Le rôle central d'un beau-père strict

Sabrina Boulsas révèle à la barre que les bébés émettaient de petits gémissements après la naissance. « J'appelle ma mère et je lui dis : j'ai perdu mes bébés. Elle me répond : Pourquoi tu m'as fait ça ? », témoigne-t-elle, tandis que sa mère nie ces affirmations. La jeune mère explique que sa mère lui a demandé de monter le son de la télévision pour couvrir les bruits et éviter que le beau-père n'entende.

Abandonnée par le père biologique, Sabrina Boulsas entretenait une nouvelle relation et craignait que cette grossesse ne menace cette liaison. Elle ignorait même qu'elle portait des jumelles, faute de suivi gynécologique.
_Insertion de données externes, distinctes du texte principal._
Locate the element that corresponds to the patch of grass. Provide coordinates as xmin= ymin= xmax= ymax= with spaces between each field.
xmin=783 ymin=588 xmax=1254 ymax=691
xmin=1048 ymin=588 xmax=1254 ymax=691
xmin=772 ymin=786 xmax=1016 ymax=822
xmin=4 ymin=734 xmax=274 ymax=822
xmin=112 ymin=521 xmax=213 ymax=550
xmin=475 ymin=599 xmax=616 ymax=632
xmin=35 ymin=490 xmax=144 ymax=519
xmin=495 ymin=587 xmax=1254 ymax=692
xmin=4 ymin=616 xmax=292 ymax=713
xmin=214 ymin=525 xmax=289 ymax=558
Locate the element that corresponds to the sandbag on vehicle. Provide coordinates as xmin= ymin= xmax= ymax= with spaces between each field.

L'accusation révèle qu'elle avait effectué des recherches en ligne sur les moyens d'interrompre une grossesse.

Contexte religieux et immaturité

Un expert psychiatre évoque une « certaine immaturité » chez la jeune mère, renforcée par des principes religieux musulmans stricts. Ces principes rendaient impossible d'évoquer des relations sexuelles avant le mariage, la poussant à cacher sa grossesse à son père adoptif, le compagnon de sa mère, décrit comme un croyant à la mentalité rigide.

Défense et accusation s'affrontent

L'avocate de Sabrina Boulsas, Me Chloé Bonnat, plaide l'acquittement, estimant que sa cliente se trouvait dans une « situation de détresse absolue » et « d'affolement ». « Il n'y a pas d'infraction pénale », affirme-t-elle, soulignant le contexte familial oppressant.

À l'opposé, Marie-Christine Klepping, avocate du département de Côte d'Or partie civile, soutient que l'empaquetage des nouveau-nés « n'est pas le fruit du hasard ». « Il y avait une volonté de s'en débarrasser », insiste-t-elle, représentant les intérêts de l'enfant survivant. Le procès devrait se conclure vendredi, après une semaine de débats intenses sur cette tragédie familiale.